Assistant Professor of Japanese Kyoko Omori presented a paper at the Association for Asian Studies held in Chicago on March 31-April 3. The title of her paper was  "'We Japanese in Japan Should Find Our Own English': Migrancy, Identity and Language(s) in Itô Hiromi's Recent Prose." This paper discussed the migrant poet/novelist Itô Hiromi, migrates between Japan and the U.S. and stories that explore the generative possibilities of interlingual oral/aural communication in everyday life. Itô's current work, Omori argues, offers a way to imagine a "Japanese" literature that moves beyond the borders of a parochial nationalism and monolingualism to take on the manifold linguistic and cultural challenges of our contemporary global existence.

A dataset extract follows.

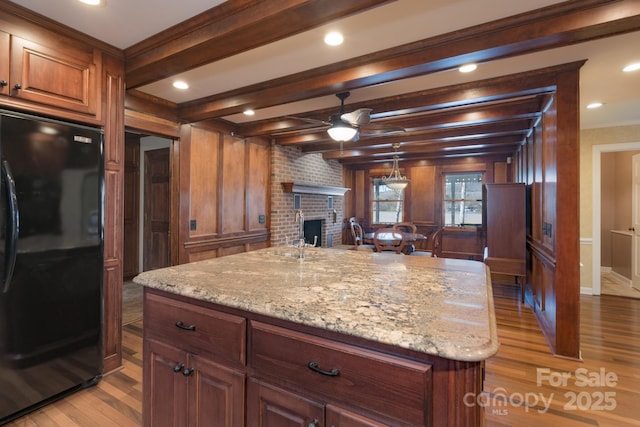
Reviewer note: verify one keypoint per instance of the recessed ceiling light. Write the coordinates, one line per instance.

According to the association website (http://www.aasianst.org/aboutaas.htm), "The Association for Asian Studies (AAS)—the largest society of its kind in the world—is a scholarly, non-political, non-profit professional association open to all persons interested in Asia. It seeks through publications, meetings, and seminars to facilitate contact and an exchange of information among scholars to increase their understanding of East, South, and Southeast Asia. The AAS was founded in 1941, originally as publisher of the Far Eastern Quarterly (now the Journal of Asian Studies)."